Open kazuho opened 9 years ago

kazuho commented 9 years ago

note: original discussion started at: https://github.com/kazuho/Starlet/pull/18#issuecomment-68482928

Ordinary HTTP deamons (e.g. Apache) is capable of logging broken requests. For example when you send a\r\n\rn to Apache, it emits 127.0.0.1 - - [02/Jan/2015:18:27:46 +0900] "a" 501 213 "-" "-" to the access log.

But logging such broken requests is impossible for PSGI-based standalone servers that rely on Plack middlewares for access logging, since the PSGI specification does not allow servers to push broken (or incomplete) requests to handlers.

Should the spec. be extended to allow Plack-based loggers to log broken requests?

miyagawa commented 9 years ago

Thanks for opening the issue!

As you can follow the thread on Starlet, there are two possible suggestions:

Allow psgix env var to indicate that the current request is incomplete/broken

Server will (optionally) mark the broken or invalid request with psgix.invalid_request and such, and send as a regular PSGI env to the application. Application will look at that PSGI environment variable and do whatever it wants to do, such as logging to a special error log, or just throw it away.

Because PSGI specification does not currently have a way for application to server, there needs to be a way for developers to turn on this option, because otherwise PSGI application that are not aware of will be sent such requests and cause unexpected behaviors (as stated in the original issue).

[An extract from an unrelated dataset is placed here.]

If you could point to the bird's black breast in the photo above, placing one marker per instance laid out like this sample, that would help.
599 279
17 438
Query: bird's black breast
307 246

Servers support Error Handlers app

In addition to the regular (main) PSGI application, servers will accept a separate PSGI application handler to handle such errors. This is close to Apache's error handler directive, and actually Plack has its ErrorDocument middleware that accepts such error handlers (although the implementation is a bit rough).

This probably does not need a revision in the PSGI spec itself, but could have a standardized/common way to specify such error handlers across server implementations.

Because you specify two different PSGI applications, developers have a complete control of specifying what to do in the error case, which might be useful if you want to deploy a PSGI application written by third party (such as the one on Github or CPAN).

The downside would be you possibly have to duplicate the middleware stack, both for the main application and error handler application, and if you need to share some resource such as open UNIX socket or file handle, it might be difficult or impossible, depending on what you want to do.